4. De l’analyse sociétale à la régulation intermédiaire

4.1 L’analyse sociétale : sortir de l’opposition entre local et universel

Pour Maurice, Sellier et Sylvestre (1982), l’opposition radicale entre approches cross-

national et cross-cultural ne peut mener qu’à une impasse. Ils proposent donc de développer

une troisième voie permettant de déplacer le problème en le considérant sous un autre angle. Il ne s’agit plus alors de considérer des phénomènes ou des objets particuliers, mais des ensembles de phénomènes dont les interactions forment des espaces sociétaux cohérents. Cette posture, qualifiée d’analyse sociétale, doit permettre de rendre compte de la spécificité de chaque pays, sans opposer des catégories terme à terme mais en leur faisant prendre sens dans un espace plus vaste. L’étude de Maurice, Sellier et Silvestre vise à comparer les liens qui unissent monde éducatif et monde professionnel en France et en Allemagne et tente de mettre en évidence « des spécificités qui révèlent à leur tour du général, c’est-à-dire des

invariants qui sous-tendent les processus particuliers dont ils sont porteurs, tout en étant produits par eux » (p.348). Cette approche permet à la fois de résoudre le problème de

l’intégration des « facteurs culturels » à l’analyse comparative et d’expliquer les différences nationales par des éléments institutionnels structurant l’espace sociétal.

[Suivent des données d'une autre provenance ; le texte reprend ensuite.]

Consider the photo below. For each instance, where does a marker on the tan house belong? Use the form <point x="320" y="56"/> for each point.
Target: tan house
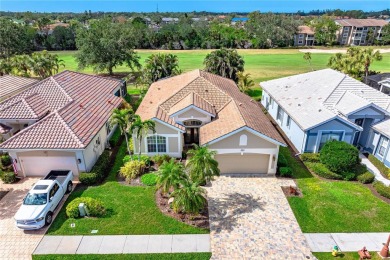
<point x="358" y="32"/>
<point x="202" y="108"/>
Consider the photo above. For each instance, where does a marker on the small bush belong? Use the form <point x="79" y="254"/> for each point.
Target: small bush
<point x="310" y="157"/>
<point x="366" y="177"/>
<point x="321" y="170"/>
<point x="149" y="179"/>
<point x="88" y="178"/>
<point x="282" y="162"/>
<point x="339" y="156"/>
<point x="8" y="177"/>
<point x="285" y="171"/>
<point x="95" y="207"/>
<point x="132" y="170"/>
<point x="382" y="189"/>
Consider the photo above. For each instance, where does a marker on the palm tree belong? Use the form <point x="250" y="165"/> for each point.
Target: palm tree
<point x="140" y="129"/>
<point x="169" y="175"/>
<point x="224" y="62"/>
<point x="122" y="118"/>
<point x="189" y="198"/>
<point x="202" y="166"/>
<point x="244" y="82"/>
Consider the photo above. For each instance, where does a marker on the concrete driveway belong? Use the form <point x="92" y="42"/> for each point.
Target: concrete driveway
<point x="250" y="218"/>
<point x="16" y="243"/>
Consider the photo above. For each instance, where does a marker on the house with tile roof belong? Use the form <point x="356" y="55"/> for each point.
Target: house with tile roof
<point x="315" y="107"/>
<point x="201" y="108"/>
<point x="60" y="122"/>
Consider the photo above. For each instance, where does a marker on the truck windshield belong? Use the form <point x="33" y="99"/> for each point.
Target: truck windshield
<point x="35" y="199"/>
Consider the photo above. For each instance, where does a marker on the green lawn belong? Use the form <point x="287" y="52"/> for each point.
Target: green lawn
<point x="131" y="211"/>
<point x="330" y="206"/>
<point x="177" y="256"/>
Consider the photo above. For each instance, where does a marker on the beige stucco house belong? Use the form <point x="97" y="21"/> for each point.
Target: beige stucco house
<point x="202" y="108"/>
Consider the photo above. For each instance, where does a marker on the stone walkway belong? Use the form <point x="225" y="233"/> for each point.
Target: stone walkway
<point x="347" y="242"/>
<point x="250" y="218"/>
<point x="131" y="244"/>
<point x="374" y="170"/>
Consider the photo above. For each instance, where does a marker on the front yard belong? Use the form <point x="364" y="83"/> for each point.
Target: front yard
<point x="335" y="206"/>
<point x="130" y="210"/>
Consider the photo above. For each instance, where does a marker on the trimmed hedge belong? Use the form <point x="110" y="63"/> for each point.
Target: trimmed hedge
<point x="382" y="189"/>
<point x="310" y="157"/>
<point x="321" y="170"/>
<point x="149" y="179"/>
<point x="95" y="207"/>
<point x="339" y="157"/>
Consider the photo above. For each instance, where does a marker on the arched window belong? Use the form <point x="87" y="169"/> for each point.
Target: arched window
<point x="243" y="140"/>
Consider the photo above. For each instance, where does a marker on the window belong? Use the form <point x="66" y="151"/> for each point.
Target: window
<point x="382" y="146"/>
<point x="157" y="144"/>
<point x="243" y="140"/>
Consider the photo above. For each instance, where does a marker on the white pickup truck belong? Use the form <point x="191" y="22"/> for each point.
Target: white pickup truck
<point x="41" y="201"/>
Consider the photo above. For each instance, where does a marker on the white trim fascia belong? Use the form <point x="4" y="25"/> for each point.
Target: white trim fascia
<point x="189" y="108"/>
<point x="249" y="130"/>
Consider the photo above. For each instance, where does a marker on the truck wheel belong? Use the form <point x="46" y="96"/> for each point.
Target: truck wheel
<point x="69" y="187"/>
<point x="49" y="218"/>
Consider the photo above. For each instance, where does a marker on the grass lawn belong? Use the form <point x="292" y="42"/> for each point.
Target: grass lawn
<point x="131" y="211"/>
<point x="335" y="206"/>
<point x="344" y="256"/>
<point x="177" y="256"/>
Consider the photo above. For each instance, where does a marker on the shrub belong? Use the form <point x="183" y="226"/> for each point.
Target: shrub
<point x="6" y="160"/>
<point x="310" y="157"/>
<point x="149" y="179"/>
<point x="95" y="207"/>
<point x="339" y="156"/>
<point x="8" y="177"/>
<point x="285" y="171"/>
<point x="321" y="170"/>
<point x="382" y="189"/>
<point x="366" y="177"/>
<point x="132" y="170"/>
<point x="282" y="162"/>
<point x="88" y="178"/>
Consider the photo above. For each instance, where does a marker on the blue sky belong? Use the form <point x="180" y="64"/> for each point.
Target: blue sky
<point x="188" y="6"/>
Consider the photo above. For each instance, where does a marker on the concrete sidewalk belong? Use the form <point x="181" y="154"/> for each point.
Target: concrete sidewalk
<point x="347" y="242"/>
<point x="126" y="244"/>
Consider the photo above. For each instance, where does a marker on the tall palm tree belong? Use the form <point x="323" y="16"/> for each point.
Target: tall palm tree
<point x="201" y="165"/>
<point x="189" y="198"/>
<point x="169" y="175"/>
<point x="123" y="118"/>
<point x="140" y="129"/>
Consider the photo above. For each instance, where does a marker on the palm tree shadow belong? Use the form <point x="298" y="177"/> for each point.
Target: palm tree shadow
<point x="224" y="212"/>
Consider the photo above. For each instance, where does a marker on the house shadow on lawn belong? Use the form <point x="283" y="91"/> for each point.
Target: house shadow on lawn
<point x="224" y="212"/>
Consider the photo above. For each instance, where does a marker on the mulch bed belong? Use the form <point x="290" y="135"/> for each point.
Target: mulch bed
<point x="200" y="221"/>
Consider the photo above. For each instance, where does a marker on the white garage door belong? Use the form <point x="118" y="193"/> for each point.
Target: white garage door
<point x="40" y="166"/>
<point x="247" y="163"/>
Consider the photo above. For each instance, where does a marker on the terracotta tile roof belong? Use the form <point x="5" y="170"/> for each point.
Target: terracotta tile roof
<point x="221" y="93"/>
<point x="82" y="102"/>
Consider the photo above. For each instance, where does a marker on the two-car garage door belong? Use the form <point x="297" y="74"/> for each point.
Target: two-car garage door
<point x="247" y="163"/>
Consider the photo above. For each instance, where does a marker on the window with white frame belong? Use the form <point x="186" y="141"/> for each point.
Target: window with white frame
<point x="382" y="146"/>
<point x="157" y="144"/>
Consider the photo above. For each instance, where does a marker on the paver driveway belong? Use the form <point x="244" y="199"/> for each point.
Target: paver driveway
<point x="250" y="218"/>
<point x="16" y="243"/>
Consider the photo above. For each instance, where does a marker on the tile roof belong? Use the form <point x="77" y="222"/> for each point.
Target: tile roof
<point x="10" y="85"/>
<point x="315" y="97"/>
<point x="221" y="93"/>
<point x="79" y="106"/>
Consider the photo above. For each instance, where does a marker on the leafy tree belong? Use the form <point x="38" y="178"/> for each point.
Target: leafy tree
<point x="224" y="62"/>
<point x="169" y="175"/>
<point x="104" y="46"/>
<point x="140" y="129"/>
<point x="202" y="166"/>
<point x="123" y="119"/>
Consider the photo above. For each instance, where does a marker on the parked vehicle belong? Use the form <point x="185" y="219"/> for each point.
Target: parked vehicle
<point x="41" y="201"/>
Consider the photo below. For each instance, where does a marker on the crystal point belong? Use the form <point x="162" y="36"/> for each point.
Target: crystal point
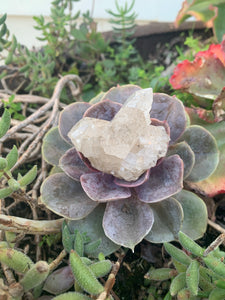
<point x="126" y="146"/>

« Toute étude comparative du rapport salarial conduit à révéler l'existence de forces qui concourent largement et profondément à la structuration du salariat et qui ne sont pas réductibles à celles que les théories traditionnelles associent à l'universalité de ce rapport.

L'importance accordée à de telles forces et l'accent mis sur leur étude systématique conduisent alors à voir dans les différences entre pays autre chose que l'expression résiduelle de contingences culturelles ou la cristallisation d'événements fortuits. Au contraire, ces différences - ces spécificités - se trouvent réinsérées au coeur d'une problématique qui touche à l'ensemble des structures sociales et économiques des pays

capitalistes développés. C'est à une telle problématique marquée par la combinaison, dans une formation sociale donnée, de forces hétérogènes, de par leur genèse et leur nature, que nous associons l'analyse sociétale qui apparaît ainsi à la fois comme une méthode d'investigation empirique et comme une orientation théorique. » (p.369)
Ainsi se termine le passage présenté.